Today in Sacramento, the California Senate passed SB 254 The Overturn Citizens United Act in a 26 to 11 vote. The bill now goes to Governor Jerry Brown’s desk. SB 254 would place a voter instruction on the November ballot that would ask Californians if their representatives should “use all of their constitutional authority to overturn Citizens United v. FEC and other applicable judicial precedents.”
Supporters of the bill traveled from across the state to gather in the Senate gallery as the bill’s lead author, Ben Allen of Santa Monica, urged his colleagues to join him in support of the bill:
“Citizens United is but one of the many U.S. Supreme Court rulings that have made effective campaign finance reform more difficult. It rolled back the previous ban on corporate spending in federal elections, opening the door to unlimited corporate funds being spent on influencing elections,” said Senator Allen.
“At the core of these decisions is the belief that spending money in an election is a protected form of free speech and those rights extend not only to human beings but to other entities as well, including corporations. I believe most Californians do not share that sentiment and we should give them the opportunity to make their collective voices heard.”
Following the vote, supporters of SB 254 submitted to the Governor’s office a letter asking Governor Brown to sign the bill into law and let the people vote to overturn Citizens United.
To read the text of that letter, click here.
“We asked Governor Brown to let democracy work” said Michele Sutter of MOVI, money out voters in. “America needs to have the conversation about how to fix a broken system where those who have everything get more and those with nothing get less.
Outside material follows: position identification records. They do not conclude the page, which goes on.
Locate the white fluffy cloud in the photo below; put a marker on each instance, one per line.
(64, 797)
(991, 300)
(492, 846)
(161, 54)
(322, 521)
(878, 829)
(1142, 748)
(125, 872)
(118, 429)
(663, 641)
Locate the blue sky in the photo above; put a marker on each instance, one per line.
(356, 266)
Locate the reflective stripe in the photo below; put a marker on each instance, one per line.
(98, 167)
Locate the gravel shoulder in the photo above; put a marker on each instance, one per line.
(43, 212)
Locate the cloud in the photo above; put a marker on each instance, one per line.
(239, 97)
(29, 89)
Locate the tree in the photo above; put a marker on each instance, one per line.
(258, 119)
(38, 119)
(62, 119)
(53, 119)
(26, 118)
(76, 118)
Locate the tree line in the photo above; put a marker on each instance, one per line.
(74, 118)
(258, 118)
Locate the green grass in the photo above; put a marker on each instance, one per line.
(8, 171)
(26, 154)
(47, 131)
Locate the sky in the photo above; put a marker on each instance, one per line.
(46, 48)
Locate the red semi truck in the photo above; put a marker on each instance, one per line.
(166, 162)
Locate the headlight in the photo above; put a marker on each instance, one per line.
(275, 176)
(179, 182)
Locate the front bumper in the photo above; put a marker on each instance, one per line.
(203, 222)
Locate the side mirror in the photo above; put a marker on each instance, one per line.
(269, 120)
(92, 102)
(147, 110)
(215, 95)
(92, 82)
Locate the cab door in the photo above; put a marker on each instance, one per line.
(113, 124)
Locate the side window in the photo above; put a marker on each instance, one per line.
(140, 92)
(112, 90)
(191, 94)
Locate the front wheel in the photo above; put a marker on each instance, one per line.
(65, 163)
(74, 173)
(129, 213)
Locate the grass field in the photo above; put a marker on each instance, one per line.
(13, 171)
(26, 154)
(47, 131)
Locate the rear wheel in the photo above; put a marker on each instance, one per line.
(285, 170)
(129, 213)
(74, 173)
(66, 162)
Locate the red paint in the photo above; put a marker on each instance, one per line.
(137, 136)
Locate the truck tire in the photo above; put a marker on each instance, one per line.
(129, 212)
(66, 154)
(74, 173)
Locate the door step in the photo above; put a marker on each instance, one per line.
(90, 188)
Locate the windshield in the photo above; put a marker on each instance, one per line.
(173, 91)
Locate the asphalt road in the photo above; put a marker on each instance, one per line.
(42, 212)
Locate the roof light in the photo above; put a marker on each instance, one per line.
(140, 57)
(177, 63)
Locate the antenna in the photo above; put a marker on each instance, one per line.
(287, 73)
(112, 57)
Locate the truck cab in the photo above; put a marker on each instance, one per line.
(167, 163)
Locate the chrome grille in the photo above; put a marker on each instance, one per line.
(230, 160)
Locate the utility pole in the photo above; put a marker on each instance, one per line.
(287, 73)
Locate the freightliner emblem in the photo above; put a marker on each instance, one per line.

I think that fix will require a Constitutional amendment. Others disagree, but we need to have the conversation. With the governor’s signature we will have that conversation here in California.”
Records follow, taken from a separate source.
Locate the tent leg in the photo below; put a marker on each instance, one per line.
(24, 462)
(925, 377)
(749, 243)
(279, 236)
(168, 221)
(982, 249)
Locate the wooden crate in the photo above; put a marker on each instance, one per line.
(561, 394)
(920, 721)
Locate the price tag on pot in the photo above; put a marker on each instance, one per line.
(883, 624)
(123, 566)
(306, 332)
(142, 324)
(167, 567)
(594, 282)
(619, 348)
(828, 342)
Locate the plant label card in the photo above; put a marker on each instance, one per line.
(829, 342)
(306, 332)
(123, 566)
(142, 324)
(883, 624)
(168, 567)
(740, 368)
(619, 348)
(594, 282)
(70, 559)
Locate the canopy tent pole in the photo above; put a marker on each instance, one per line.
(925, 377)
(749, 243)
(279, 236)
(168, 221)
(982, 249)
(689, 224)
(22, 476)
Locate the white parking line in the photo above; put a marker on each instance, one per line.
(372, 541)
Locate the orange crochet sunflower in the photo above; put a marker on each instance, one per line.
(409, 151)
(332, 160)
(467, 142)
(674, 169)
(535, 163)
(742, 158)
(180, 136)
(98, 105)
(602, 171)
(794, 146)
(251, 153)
California voters are hoping that their representatives in the California Legislature and Governor Brown will give them the opportunity again to instruct their representatives on a matter of grave concern to all Americans. Governor Brown has a June 8th deadline to decide on whether to take no action, to sign the bill, or to veto it.
Californians were poised to vote on a similar measure in 2014 when the CA Legislature passed SB 1272, The Overturn Citizens United Act” and that bill became law and qualified for the ballot as Proposition 49.
But Californians did not vote on Prop 49 in 2014. The California Supreme Court ordered Prop 49 removed from the ballot while the Court considered the measure’s legitimacy. The California Supreme Court had never before in the history of California removed a ballot measure enacted by the CA Legislature.
In January 2016, the CA Supreme Court ultimately ruled 6 to 1 that Proposition 49 was a legitimate exercise of legislative authority, but neglected to order the measure restored to the November 2016 ballot, as the CA Legislature had requested, insisting instead that the legislature pass a new bill.
In her dissent from her colleagues at the time Prop 49 was removed from the ballot, Chief Justice Tani Cantil-Sakayue cautioned her colleagues against taking the “extraordinary step” that would “disenfranchise voters.”
In the October 2015 hearing on the Prop 49 case the Chief Justice responded to the often cited “ballot clutter” argument against the voter instruction measure saying “[W]hat does ballot clutter matter if it leads to substantive law?”
Substantive law is exactly what California’s last voter instruction measure led to. It was 1892 and the question posed to the electorate concerned the direct election of Senators. Californians passed that voter instruction and 21 years later the 17th Amendment to the US Constitution was ratified.
California voters are hoping that their representatives in the CA Legislature and Governor Brown give them the opportunity again to instruct their representatives on a matter of grave concern to all Americans.